Sandi Jones courtesy

TownNews.com Content Exchange

I began smoking when I was 16 years old, which turned into a two pack-a-day habit for 30 years. And I wasn’t alone — according to the U.S. Centers for Disease Control, Oklahoma has the sixth-highest adult smoking rate in the U.S., with 22 percent of adults who smoke. On average, I was spending $70 a week on my smoking habit, and for those three decades, I was the one that would speak up for smokers' rights. Every time a new tax was imposed, I swore I would smoke forever, no matter the price of a cigarette pack. After all, smoking wasn’t illegal. I never realized what the ultimate price on my family and health would be.

The catalyst for my change of heart was seeing my mother connected to an oxygen machine 24-hours-a-day, due to emphysema and COPD. I realized right then that I did not want that to be me down the road. I tried many times to quit, with success lasting from six hours to six months.

I finally succeeded in 2009. Quitting was the hardest thing I had ever done, but I had the unconditional support of friends and family who "tolerated” me through it.

In March 2014, I went to the doctor for a minor cough that wouldn’t go away. That minor cough turned out to be Stage 3 NSC lung cancer. When I learned that I had cancer, my immediate thoughts were of my family and instant regret that I hadn't stopped smoking sooner.

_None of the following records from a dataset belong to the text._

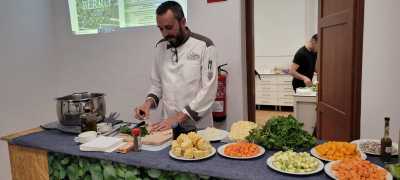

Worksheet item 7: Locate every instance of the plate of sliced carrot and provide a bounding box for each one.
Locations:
[324,158,393,180]
[217,142,265,159]
[311,141,367,161]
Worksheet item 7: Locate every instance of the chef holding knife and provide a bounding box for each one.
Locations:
[134,1,217,131]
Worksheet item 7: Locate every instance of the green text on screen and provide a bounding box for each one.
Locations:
[68,0,187,34]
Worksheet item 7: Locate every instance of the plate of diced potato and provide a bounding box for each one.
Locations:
[169,132,216,161]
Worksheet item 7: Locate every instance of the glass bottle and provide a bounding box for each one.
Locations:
[381,117,392,163]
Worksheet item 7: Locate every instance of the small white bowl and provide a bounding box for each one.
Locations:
[74,131,97,144]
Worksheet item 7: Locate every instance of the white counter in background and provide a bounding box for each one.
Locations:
[293,93,317,134]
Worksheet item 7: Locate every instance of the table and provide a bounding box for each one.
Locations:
[1,130,390,180]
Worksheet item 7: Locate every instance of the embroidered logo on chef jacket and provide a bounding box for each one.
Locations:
[187,52,200,60]
[207,59,213,81]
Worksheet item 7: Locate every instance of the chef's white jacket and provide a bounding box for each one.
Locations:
[148,32,217,129]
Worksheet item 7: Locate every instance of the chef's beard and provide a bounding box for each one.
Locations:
[165,27,185,48]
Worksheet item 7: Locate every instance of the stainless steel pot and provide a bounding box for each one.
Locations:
[56,92,106,126]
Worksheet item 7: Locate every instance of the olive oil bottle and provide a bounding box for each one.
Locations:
[381,117,392,163]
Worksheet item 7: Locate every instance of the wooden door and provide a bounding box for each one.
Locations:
[317,0,364,141]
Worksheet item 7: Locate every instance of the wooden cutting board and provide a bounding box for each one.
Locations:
[142,129,172,146]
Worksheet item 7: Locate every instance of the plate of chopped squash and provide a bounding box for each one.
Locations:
[311,141,367,161]
[324,158,393,180]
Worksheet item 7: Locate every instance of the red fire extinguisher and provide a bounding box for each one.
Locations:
[213,64,228,122]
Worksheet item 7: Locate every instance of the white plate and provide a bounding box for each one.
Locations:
[324,161,393,180]
[197,129,229,141]
[217,143,265,159]
[311,147,367,162]
[267,156,324,175]
[351,139,399,156]
[169,147,216,161]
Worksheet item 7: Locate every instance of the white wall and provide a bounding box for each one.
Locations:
[0,0,57,180]
[361,0,400,142]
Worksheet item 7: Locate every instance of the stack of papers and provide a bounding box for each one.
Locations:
[79,136,125,152]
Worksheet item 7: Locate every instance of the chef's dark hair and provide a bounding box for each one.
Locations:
[156,1,185,21]
[311,34,318,41]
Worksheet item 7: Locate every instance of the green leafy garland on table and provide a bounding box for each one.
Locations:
[48,152,222,180]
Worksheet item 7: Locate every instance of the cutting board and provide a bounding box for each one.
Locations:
[142,129,172,146]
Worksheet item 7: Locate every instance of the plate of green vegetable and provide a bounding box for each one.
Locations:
[246,115,316,150]
[267,150,324,175]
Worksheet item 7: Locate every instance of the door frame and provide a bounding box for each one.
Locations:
[244,0,364,139]
[245,0,256,122]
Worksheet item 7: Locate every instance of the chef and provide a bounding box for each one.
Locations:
[134,1,217,131]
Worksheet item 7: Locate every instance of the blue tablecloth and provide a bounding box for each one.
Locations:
[10,130,390,180]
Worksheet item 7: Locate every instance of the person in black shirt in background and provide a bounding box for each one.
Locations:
[289,34,318,92]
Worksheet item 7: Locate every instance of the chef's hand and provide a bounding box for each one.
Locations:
[134,100,152,120]
[303,77,312,87]
[150,112,189,132]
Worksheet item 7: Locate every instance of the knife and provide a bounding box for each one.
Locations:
[133,121,146,128]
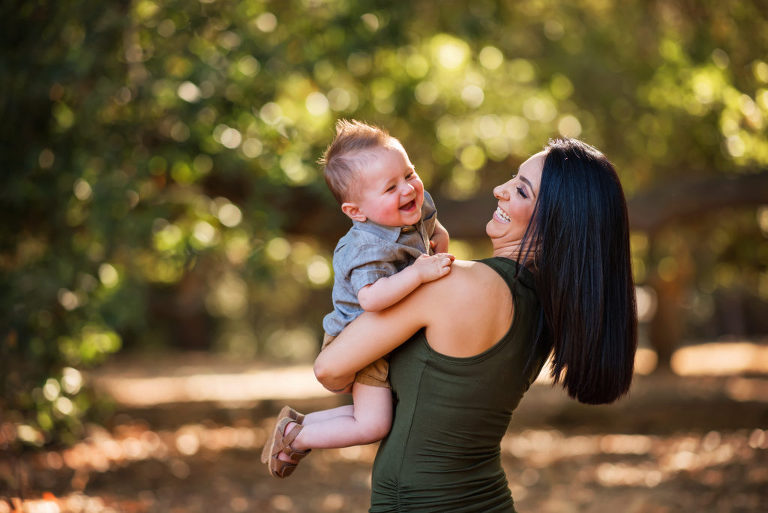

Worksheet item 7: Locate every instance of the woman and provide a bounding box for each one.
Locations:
[315,140,637,512]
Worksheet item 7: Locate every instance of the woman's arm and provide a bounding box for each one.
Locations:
[315,274,440,391]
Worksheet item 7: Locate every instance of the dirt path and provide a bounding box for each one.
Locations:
[0,356,768,513]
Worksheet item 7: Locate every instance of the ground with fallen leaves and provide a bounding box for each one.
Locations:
[0,356,768,513]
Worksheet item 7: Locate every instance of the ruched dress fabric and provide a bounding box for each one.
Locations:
[370,257,547,513]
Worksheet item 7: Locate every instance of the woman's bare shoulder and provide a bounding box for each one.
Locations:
[416,260,513,357]
[422,260,511,317]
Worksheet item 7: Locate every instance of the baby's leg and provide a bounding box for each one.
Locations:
[302,404,355,426]
[285,383,392,451]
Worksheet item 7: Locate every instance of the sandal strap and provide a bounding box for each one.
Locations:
[282,423,312,460]
[270,459,296,477]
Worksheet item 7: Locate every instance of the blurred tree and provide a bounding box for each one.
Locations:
[0,0,768,443]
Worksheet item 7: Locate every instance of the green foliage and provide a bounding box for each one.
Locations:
[0,0,768,443]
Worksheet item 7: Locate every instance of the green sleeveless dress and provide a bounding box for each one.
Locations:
[370,257,547,513]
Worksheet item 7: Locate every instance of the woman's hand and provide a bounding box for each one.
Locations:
[315,274,450,392]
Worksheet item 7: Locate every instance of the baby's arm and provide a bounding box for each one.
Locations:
[357,253,454,312]
[429,219,451,253]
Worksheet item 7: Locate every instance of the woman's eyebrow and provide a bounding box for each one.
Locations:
[518,175,536,198]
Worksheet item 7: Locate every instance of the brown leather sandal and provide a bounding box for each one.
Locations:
[261,406,311,478]
[277,406,304,424]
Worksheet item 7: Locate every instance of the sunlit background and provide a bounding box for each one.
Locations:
[0,0,768,513]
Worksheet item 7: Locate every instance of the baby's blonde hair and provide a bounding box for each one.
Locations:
[318,119,397,204]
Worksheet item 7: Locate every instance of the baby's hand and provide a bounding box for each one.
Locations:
[411,253,456,283]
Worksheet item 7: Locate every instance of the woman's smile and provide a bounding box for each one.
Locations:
[493,207,512,224]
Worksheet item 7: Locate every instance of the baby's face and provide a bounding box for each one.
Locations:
[354,144,424,226]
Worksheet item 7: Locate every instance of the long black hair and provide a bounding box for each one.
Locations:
[522,139,637,404]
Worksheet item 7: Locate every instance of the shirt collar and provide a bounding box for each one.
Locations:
[352,216,414,242]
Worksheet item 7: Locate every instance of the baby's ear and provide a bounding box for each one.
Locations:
[341,202,368,223]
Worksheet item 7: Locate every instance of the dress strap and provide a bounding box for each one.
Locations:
[478,257,536,291]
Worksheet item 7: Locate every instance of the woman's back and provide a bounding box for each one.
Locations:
[371,258,547,512]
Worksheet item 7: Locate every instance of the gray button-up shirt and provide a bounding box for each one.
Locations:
[323,191,437,337]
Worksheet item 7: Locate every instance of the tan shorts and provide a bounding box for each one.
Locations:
[320,333,391,388]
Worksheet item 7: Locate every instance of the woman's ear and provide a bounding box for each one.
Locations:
[341,202,368,223]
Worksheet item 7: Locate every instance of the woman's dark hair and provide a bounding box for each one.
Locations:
[522,139,637,404]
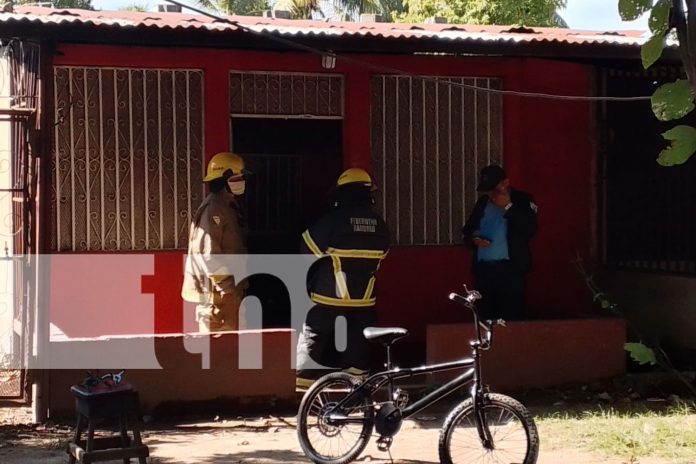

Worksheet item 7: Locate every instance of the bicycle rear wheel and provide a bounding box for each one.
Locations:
[297,372,374,464]
[438,393,539,464]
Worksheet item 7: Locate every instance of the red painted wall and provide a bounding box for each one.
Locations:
[49,45,594,342]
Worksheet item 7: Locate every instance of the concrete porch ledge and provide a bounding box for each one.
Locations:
[426,318,626,390]
[47,329,296,418]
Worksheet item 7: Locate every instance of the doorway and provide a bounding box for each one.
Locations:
[232,117,342,328]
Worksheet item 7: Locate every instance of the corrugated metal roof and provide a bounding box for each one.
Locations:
[0,7,660,47]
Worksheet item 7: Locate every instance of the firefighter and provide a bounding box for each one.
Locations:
[296,168,389,390]
[181,153,249,332]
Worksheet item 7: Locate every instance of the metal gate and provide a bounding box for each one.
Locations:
[0,39,39,399]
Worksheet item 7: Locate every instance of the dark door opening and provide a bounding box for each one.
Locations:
[232,117,342,328]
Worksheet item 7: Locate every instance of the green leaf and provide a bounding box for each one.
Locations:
[624,343,657,366]
[640,33,665,69]
[650,79,694,121]
[657,126,696,166]
[619,0,653,21]
[648,0,672,35]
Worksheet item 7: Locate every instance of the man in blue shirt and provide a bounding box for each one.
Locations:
[462,165,537,320]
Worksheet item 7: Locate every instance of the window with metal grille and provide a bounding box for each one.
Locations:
[600,66,696,274]
[230,72,343,119]
[371,76,503,245]
[51,66,204,251]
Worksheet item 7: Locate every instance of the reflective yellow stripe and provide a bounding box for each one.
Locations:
[331,255,350,300]
[302,230,323,257]
[311,293,377,308]
[363,276,377,300]
[326,247,387,259]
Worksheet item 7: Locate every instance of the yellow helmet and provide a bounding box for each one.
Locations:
[336,168,374,189]
[203,152,244,182]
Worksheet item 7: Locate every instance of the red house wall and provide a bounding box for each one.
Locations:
[46,45,594,343]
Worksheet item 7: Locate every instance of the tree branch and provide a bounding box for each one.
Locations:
[672,0,696,92]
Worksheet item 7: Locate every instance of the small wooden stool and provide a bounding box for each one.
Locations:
[66,386,150,464]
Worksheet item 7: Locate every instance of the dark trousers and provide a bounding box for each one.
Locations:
[297,305,376,380]
[474,260,526,321]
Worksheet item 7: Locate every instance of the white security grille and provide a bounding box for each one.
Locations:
[230,72,343,119]
[51,66,204,251]
[371,76,502,245]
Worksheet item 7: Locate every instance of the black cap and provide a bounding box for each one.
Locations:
[476,164,507,192]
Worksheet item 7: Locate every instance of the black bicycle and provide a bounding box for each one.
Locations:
[297,286,539,464]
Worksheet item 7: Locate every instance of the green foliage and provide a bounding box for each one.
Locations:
[197,0,270,16]
[624,343,657,366]
[657,125,696,166]
[273,0,324,19]
[15,0,94,10]
[395,0,566,27]
[119,3,147,12]
[619,0,696,166]
[333,0,404,21]
[619,0,653,21]
[651,79,694,121]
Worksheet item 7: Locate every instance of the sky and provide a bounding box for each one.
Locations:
[92,0,648,31]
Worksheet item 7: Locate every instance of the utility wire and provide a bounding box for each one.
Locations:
[166,0,652,101]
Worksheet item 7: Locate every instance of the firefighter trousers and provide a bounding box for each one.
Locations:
[297,305,376,387]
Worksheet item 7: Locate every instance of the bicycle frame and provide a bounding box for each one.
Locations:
[326,290,494,449]
[327,343,481,424]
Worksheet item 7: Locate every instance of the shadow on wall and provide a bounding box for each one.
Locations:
[598,271,696,368]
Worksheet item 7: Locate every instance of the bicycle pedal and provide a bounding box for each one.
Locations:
[377,437,394,452]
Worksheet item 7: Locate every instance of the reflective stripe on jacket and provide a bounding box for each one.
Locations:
[181,191,247,304]
[302,205,389,307]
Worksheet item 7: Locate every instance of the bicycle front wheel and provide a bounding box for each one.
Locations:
[438,393,539,464]
[297,372,374,464]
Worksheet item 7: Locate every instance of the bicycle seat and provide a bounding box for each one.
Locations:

My family was my reason to quit, and now they are my reason to fight. What I have learned since that dreadful day is that lung cancer is the top killer in the U.S. One reason it is so deadly is because by the time symptoms appear and is diagnosed, it’s usually in an advanced state. Although smoking and use of tobacco products is a major cause of lung cancer, each year more and more cases are being attributed to non-smokers. Some would say as a smoker I got what I deserved. I would say that no one deserves lung cancer.

My fight with cancer continues, but I am glad to say that I have been in remission since November 2014. Fighting cancer and lung disease has been much more difficult than the withdrawal pains of quitting smoking. Since my diagnosis, I have lost my biological father and one of my best friends from high school to lung cancer. I’ve also lost my mother to advanced lung disease.

Even though I was once the person standing up for a smokers' rights, I now stand for a bill to help decrease the amount of smoking in Oklahoma. Gov. Mary Fallin has proposed a $1.50-a-pack increase to the state’s cigarette tax.

A study by the surgeon general's office found that cigarette taxes deter smoking. And their effectiveness tied directly to how hard they hit smokers' pocketbooks. If the full House and Senate pass Gov. Fallin's proposal, the average cost of a pack of cigarettes in Oklahoma will climb from about $6.50 to $8, a jump of roughly 25 percent. That 25 percent increase would translate to a 10 percent drop in smoking from our current levels, as well as act as a deterrent to keep young adults from starting.

I urge our state’s lawmakers to pass this cigarette tax — it’s a small price to pay to save lives in Oklahoma.


Sandi Jones is vice president of operational standards at BancFirst. She lives in Oklahoma City.

This article originally ran on tulsaworld.com.